The R code below determine the optimal number of clusters for k-means clustering:
# Elbow method fviz_nbclust(df, kmeans, method = "wss") + geom_vline(xintercept = four, linetype = 2)+ labs(subtitle = "Elbow method") # Silhouette method fviz_nbclust(df, kmeans, method = "silhouette")+ labs(subtitle = "Silhouette method") # Gap statistic # nboot = 50 to go on the function speedy. # recommended value: nboot= 500 for your analysis. # Utilize verbose = FALSE to hibernate computing progression. set.seed(123) fviz_nbclust(df, kmeans, nstart = 25, method = "gap_stat", nboot = fifty)+ labs(subtitle = "Gap statistic method") ## Clustering k = 1,two,..., K.max (= x): .. done ## Bootstrapping, b = 1,2,..., B (= 50) [one "." per sample]: ## .................................................. fifty 
- Elbow method: 4 clusters solution suggested
- Silhouette method: 2 clusters solution suggested
- Gap statistic method: 4 clusters solution suggested
According to these observations, it's possible to define k = 4 as the optimal number of clusters in the data.

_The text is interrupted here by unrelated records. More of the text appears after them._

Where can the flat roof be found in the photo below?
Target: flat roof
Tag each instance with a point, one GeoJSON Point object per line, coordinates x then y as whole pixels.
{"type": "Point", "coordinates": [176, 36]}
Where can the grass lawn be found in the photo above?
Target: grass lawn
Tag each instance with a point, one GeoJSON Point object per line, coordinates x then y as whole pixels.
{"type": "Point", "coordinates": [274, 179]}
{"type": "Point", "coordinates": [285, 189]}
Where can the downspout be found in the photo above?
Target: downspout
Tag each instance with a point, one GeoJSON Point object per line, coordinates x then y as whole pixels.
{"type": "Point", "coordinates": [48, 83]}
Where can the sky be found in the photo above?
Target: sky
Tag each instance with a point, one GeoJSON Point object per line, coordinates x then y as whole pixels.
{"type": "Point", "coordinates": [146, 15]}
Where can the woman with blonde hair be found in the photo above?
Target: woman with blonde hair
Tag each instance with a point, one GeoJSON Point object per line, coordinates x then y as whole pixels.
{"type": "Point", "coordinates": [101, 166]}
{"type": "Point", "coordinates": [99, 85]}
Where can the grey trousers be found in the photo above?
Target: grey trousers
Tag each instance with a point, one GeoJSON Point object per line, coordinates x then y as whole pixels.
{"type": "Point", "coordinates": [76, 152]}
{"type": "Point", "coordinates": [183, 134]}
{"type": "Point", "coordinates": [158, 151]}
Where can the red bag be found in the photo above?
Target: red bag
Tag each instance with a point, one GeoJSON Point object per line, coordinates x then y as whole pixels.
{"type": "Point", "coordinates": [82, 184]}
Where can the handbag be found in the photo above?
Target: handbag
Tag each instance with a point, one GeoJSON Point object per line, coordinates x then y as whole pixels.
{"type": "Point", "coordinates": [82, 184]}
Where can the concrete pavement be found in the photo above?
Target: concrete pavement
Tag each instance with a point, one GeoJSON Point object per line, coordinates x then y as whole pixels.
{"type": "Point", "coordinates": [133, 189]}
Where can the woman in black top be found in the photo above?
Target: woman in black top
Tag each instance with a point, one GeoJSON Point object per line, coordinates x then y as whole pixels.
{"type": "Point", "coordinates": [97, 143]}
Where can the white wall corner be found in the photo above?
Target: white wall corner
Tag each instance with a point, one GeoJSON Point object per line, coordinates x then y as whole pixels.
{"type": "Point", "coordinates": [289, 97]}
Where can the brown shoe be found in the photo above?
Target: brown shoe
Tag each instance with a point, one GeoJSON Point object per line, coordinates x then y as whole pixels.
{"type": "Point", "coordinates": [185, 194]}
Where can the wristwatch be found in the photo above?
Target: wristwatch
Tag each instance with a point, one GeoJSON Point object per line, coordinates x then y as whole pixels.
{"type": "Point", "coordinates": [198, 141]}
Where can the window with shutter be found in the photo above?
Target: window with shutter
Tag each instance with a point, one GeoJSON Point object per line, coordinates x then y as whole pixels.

The disadvantage of elbow and average silhouette methods is that, they measure a global clustering characteristic but. A more sophisticated method is to utilise the gap statistic which provides a statistical process to formalize the elbow/silhouette heuristic in order to approximate the optimal number of clusters.
NbClust() function: 30 indices for choosing the best number of clusters
The simplified format of the function NbClust() is:
NbClust(information = Cipher, diss = NULL, altitude = "euclidean", min.nc = 2, max.nc = xv, method = NULL) - data: matrix
- diss: contrast matrix to be used. Past default, diss=NULL, but if it is replaced by a dissimilarity matrix, distance should exist "NULL"
- distance: the distance measure to be used to compute the dissimilarity matrix. Possible values include "euclidean", "manhattan" or "NULL".
- min.nc, max.nc: minimal and maximal number of clusters, respectively
- method: The cluster assay method to be used including "ward.D", "ward.D2", "single", "complete", "average", "kmeans" and more.
- To compute NbClust() for kmeans, use method = "kmeans".
- To compute NbClust() for hierarchical clustering, method should be 1 of c("ward.D", "ward.D2", "single", "complete", "average").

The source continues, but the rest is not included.